Sejumlah pelajar di Madrasah Tsanawiyah (MTs) di Kabupaten Tasikmalaya, Jawa Barat, diduga menjadi korban perundungan fisik oleh sesama pelajar. Para pelaku dan korban diketahui berasal dari sekolah yang sama, namun berbeda kelas.
Dugaan perundungan fisik tersebut bahkan terkam video dan viral di media sosial. Dalam video berdurasi 37 detik tersebut, terlihat pelajar telanjang dada berjejer di lokasi yang dikelilingi pohon.
Di sisi lain, ada dua orang pelajar mengenakan pakaian hitam sambil merokok. Salah satunya yang mengenakan kalung dan sandal putih mulai melakukan tindakan kekerasan. Satu per satu anak-anak yang telanjang dada dipukul di bagian perutnya. Bahkan, beberapa anak tampak tersungkur sambil memegang perut karena kesakitan.

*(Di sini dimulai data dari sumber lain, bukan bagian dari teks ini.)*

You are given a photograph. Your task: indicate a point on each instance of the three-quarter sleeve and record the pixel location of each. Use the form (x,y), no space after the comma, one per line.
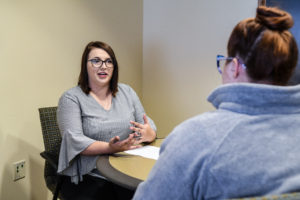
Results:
(139,110)
(73,140)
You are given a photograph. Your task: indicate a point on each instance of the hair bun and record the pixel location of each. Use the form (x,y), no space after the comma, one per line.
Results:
(274,18)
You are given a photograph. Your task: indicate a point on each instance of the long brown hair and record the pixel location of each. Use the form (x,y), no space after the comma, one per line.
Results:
(265,45)
(83,80)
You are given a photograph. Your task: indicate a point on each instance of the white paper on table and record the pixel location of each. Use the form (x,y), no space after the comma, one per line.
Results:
(151,152)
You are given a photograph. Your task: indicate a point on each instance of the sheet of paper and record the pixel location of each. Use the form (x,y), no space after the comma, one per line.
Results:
(151,152)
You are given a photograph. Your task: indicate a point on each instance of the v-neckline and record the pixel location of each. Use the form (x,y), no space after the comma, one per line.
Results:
(94,97)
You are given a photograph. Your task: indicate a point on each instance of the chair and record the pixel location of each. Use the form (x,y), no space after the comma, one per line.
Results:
(287,196)
(52,141)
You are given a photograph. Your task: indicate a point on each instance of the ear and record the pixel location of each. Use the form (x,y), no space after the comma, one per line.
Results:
(234,68)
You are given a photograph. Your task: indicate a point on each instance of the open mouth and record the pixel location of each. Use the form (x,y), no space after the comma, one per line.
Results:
(102,75)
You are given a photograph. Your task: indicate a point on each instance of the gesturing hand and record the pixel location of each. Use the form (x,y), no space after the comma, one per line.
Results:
(116,145)
(144,131)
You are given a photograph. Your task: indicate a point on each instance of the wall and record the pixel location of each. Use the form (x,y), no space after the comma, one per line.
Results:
(180,42)
(41,43)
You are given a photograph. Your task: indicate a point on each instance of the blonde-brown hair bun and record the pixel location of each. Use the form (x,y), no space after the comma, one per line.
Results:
(274,18)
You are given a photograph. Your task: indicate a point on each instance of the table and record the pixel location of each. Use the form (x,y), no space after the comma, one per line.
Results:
(126,170)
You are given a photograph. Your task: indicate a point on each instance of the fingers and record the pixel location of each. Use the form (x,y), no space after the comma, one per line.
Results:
(135,146)
(114,139)
(139,130)
(136,124)
(145,119)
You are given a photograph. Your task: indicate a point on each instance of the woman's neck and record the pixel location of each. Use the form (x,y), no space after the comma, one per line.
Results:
(102,92)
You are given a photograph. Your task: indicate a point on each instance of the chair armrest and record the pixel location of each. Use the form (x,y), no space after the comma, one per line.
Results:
(51,158)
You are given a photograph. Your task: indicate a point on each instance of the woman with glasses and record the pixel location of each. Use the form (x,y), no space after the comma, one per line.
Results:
(98,116)
(249,146)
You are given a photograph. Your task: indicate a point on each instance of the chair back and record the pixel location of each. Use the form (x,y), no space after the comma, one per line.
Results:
(52,142)
(50,130)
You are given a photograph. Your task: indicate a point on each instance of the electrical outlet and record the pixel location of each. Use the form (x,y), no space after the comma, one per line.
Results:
(19,170)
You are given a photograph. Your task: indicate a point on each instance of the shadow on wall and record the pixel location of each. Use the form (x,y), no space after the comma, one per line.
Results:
(31,187)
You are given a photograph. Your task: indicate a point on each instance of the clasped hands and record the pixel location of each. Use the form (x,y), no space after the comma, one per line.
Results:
(142,133)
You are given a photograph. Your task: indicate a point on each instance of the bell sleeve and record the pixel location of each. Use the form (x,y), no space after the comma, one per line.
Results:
(73,140)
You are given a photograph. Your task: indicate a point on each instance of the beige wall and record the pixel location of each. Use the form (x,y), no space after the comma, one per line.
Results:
(41,43)
(180,42)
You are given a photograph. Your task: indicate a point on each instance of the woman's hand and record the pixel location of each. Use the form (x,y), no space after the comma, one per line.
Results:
(143,132)
(116,145)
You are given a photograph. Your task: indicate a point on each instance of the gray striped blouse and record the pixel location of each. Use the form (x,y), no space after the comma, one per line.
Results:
(82,121)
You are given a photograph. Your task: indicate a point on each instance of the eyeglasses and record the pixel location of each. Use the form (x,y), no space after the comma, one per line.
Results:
(97,63)
(222,61)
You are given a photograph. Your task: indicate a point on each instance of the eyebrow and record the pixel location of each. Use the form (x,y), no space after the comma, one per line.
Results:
(100,58)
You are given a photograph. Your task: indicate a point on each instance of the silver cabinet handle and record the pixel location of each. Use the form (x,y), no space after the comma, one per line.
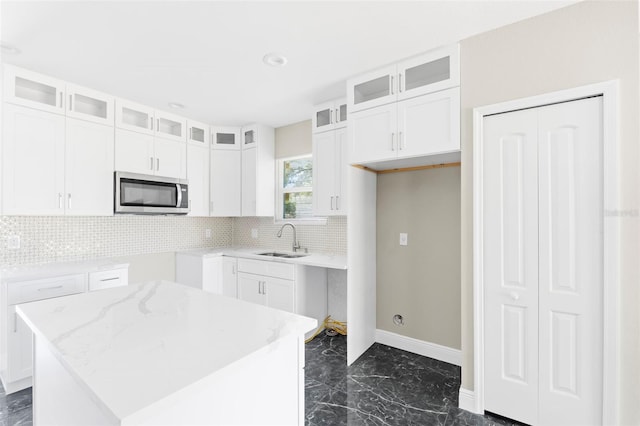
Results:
(50,288)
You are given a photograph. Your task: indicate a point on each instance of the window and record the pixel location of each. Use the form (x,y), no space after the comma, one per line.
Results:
(294,191)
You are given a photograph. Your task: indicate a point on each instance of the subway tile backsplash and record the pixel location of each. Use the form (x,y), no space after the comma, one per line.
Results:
(46,239)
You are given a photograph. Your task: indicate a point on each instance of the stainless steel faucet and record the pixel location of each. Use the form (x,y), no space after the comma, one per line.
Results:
(296,244)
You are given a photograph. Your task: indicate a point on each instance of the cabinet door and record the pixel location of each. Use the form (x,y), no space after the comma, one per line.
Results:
(32,162)
(135,117)
(342,170)
(87,104)
(230,277)
(226,138)
(325,169)
(19,347)
(324,117)
(33,90)
(428,73)
(429,124)
(250,288)
(88,168)
(170,126)
(198,133)
(373,134)
(134,152)
(249,163)
(279,294)
(198,176)
(372,89)
(170,158)
(225,183)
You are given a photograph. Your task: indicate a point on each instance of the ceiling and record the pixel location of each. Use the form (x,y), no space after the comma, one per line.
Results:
(207,55)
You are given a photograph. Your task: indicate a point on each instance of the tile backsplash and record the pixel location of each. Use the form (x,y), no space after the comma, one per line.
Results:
(45,239)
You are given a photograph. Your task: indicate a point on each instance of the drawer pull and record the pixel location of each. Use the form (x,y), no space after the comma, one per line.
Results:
(51,288)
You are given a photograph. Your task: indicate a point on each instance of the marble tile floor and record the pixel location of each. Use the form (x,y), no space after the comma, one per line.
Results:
(385,386)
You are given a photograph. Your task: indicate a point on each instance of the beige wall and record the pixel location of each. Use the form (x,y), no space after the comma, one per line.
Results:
(420,281)
(293,140)
(584,43)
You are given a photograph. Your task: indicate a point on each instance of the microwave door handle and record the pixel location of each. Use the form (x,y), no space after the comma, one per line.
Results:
(179,194)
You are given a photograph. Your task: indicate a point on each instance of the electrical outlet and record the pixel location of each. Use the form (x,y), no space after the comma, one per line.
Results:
(13,242)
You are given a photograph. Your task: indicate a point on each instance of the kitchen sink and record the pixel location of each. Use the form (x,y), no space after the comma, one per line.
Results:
(282,255)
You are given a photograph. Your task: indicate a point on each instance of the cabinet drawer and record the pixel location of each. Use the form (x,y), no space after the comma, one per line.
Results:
(108,279)
(46,288)
(269,269)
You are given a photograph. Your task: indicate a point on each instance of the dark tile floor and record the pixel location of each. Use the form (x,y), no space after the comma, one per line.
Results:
(385,386)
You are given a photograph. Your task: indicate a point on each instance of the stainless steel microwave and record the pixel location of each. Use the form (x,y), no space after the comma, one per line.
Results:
(146,194)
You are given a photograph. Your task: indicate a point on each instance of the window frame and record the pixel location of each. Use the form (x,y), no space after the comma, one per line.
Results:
(280,191)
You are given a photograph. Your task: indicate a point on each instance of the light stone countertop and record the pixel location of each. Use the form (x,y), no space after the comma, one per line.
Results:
(132,346)
(310,259)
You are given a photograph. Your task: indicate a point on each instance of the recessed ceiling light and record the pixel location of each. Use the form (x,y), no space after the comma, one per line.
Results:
(9,49)
(275,59)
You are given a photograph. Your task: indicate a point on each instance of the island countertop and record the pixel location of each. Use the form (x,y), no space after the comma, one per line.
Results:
(133,346)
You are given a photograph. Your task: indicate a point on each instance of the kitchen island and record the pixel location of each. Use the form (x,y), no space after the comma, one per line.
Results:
(165,354)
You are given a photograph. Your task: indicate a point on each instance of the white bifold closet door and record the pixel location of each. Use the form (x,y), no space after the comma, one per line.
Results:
(543,263)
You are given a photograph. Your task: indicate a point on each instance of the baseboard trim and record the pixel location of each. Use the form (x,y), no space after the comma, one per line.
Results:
(467,400)
(420,347)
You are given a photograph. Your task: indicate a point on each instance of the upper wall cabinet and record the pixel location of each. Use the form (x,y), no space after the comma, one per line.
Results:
(33,90)
(330,116)
(430,72)
(226,138)
(144,119)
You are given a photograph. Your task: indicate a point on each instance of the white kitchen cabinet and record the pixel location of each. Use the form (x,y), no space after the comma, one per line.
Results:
(226,183)
(430,72)
(102,280)
(330,116)
(330,156)
(88,168)
(90,105)
(198,133)
(198,177)
(143,153)
(417,127)
(30,89)
(32,162)
(230,276)
(258,175)
(227,138)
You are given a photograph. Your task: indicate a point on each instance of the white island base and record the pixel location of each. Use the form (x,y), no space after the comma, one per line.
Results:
(129,375)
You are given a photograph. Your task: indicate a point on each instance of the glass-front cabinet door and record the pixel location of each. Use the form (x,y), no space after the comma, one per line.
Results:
(87,104)
(225,138)
(431,72)
(372,89)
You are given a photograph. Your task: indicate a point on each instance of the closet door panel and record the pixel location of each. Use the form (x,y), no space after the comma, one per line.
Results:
(571,262)
(510,192)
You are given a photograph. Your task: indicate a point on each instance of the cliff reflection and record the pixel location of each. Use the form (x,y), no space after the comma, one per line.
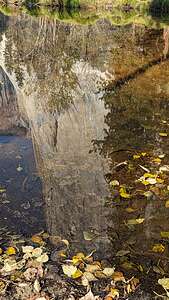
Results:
(60,77)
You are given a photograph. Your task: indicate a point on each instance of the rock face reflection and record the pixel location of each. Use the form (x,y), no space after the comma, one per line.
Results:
(60,77)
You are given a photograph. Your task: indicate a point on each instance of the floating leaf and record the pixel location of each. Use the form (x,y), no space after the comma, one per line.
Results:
(118,276)
(108,271)
(164,234)
(158,248)
(19,168)
(92,268)
(114,183)
(123,193)
(89,236)
(164,282)
(69,270)
(130,209)
(135,221)
(10,251)
(43,258)
(37,286)
(89,296)
(37,239)
(164,168)
(77,274)
(136,156)
(163,134)
(89,276)
(79,257)
(27,249)
(157,160)
(122,252)
(114,293)
(9,265)
(37,252)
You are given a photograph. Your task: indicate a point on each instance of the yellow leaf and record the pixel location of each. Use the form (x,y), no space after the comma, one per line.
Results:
(164,282)
(69,270)
(77,274)
(78,258)
(136,156)
(37,239)
(149,175)
(164,234)
(118,276)
(10,251)
(130,209)
(143,153)
(159,180)
(135,221)
(123,193)
(163,134)
(114,293)
(114,183)
(158,248)
(157,160)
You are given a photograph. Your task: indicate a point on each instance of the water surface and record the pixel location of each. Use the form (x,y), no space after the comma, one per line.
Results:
(86,98)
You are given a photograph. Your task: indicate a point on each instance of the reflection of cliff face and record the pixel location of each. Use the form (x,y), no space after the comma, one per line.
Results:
(10,118)
(59,72)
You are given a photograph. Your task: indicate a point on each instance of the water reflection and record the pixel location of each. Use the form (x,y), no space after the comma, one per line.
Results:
(92,96)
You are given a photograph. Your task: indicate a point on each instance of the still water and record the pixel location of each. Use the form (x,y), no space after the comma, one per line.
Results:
(76,101)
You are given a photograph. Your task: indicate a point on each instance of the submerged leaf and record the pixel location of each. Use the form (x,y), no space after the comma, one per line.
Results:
(164,234)
(135,221)
(10,251)
(163,134)
(158,248)
(122,252)
(164,282)
(69,270)
(108,271)
(123,193)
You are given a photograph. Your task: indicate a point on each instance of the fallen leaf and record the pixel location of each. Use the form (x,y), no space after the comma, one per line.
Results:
(164,234)
(89,296)
(89,276)
(163,134)
(122,252)
(164,282)
(157,160)
(37,239)
(27,249)
(130,209)
(89,236)
(37,286)
(118,276)
(135,221)
(114,293)
(77,274)
(158,248)
(164,168)
(37,252)
(9,265)
(108,271)
(92,268)
(123,193)
(10,251)
(69,270)
(42,258)
(19,168)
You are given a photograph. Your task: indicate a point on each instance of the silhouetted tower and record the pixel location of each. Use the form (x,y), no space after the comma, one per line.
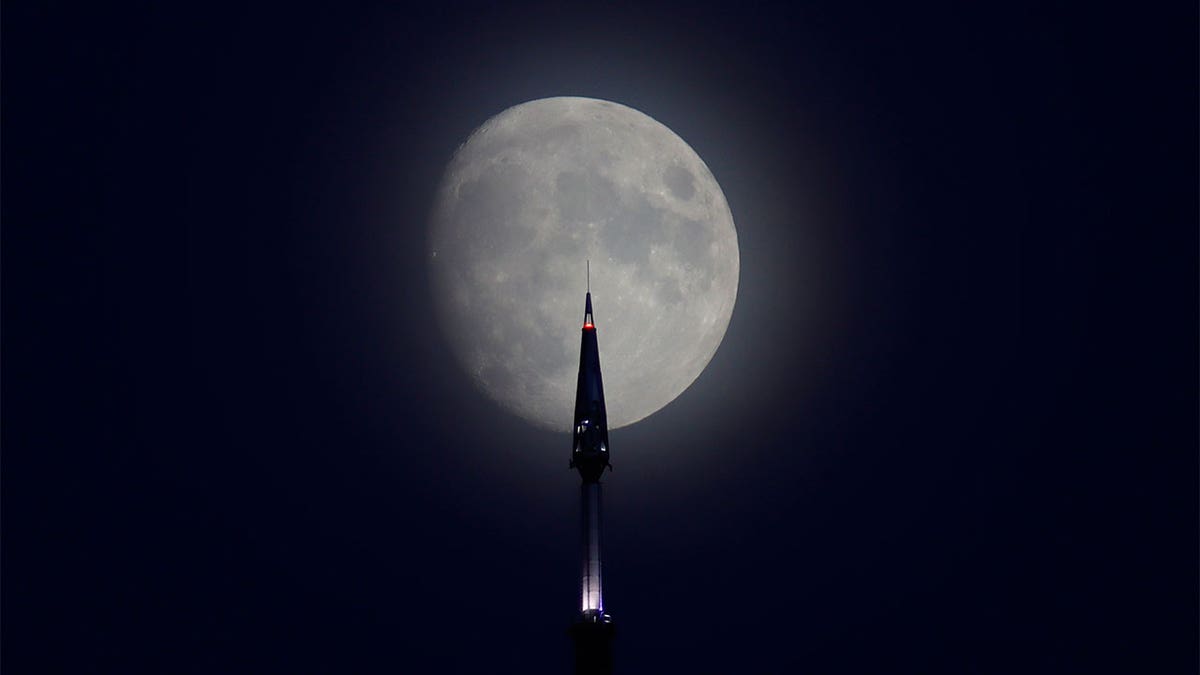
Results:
(593,629)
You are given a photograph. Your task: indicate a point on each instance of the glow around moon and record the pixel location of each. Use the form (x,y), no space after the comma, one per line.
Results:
(533,193)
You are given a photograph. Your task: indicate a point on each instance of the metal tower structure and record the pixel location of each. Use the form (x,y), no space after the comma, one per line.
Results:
(593,631)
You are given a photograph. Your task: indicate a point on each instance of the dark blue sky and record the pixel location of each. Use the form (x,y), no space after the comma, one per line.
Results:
(952,428)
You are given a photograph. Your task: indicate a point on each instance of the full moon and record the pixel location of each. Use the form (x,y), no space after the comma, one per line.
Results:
(534,193)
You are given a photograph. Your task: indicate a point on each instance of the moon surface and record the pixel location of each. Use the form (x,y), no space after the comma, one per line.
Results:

SCROLL TO CONTINUE WITH CONTENT
Menanggapi kejadian ini, Komisi Perlindungan Anak Indonesia Daerah (KPAID) Kabupaten Tasikmalaya segera turun tangan untuk memberikan pendampingan, baik dalam proses hukum maupun dalam pemulihan psikologis korban dan pelaku. Keduanya diberikan terapi untuk mengatasi dampak psikologis dari peristiwa ini.
"Jadi kami KPAI langsung bertindak, kami upayakan menyelamatkan anak-anak. Kami dampingi pemulihan psikologis anak korban dan anak yang jadi pelaku. Kita terapi," kata Ketua KPAID Kabupaten Tasikmalaya Ato Rinanto, Jumat petang (4/10/2024).
Selain itu, KPAID juga mengunjungi sekolah tempat kejadian untuk memberikan sosialisasi terkait bahaya perundungan. Meskipun kasus ini menjadi viral, kegiatan belajar mengajar di sekolah tetap berjalan normal.
"KPAI datang ke sekolahnya juga, kita dialog dengan guru dan siswa. Pembelajaran tetap berjalan seperti biasa," kata Ato Rinanto.
Hasil pendalaman KPAID mengungkap bahwa aksi perundungan ini didorong oleh pengaruh media sosial, yang menggambarkan pembentukan geng pelajar sebagai cara untuk melindungi diri. Pelaku, bersama seorang teman, secara spontan mencoba merekrut pelajar dari kelas di bawahnya dengan alasan proteksi.
"Jadi latar belakangnya itu karena lihat di medsos soal geng, nah untuk proteksi mau dibuat geng itu dibuatlah proses rekrutmen oleh pelaku bersama satu temanya. Itu pun spontan. Gak ada perencanaan. Dan di sekolah itu, belum ada genk," kata Ato.
Sejauh ini, dua siswa senior diduga sebagai pelaku, dengan salah satunya melakukan kekerasan fisik terhadap korban. Meski demikian, korban tidak mengalami cedera yang serius.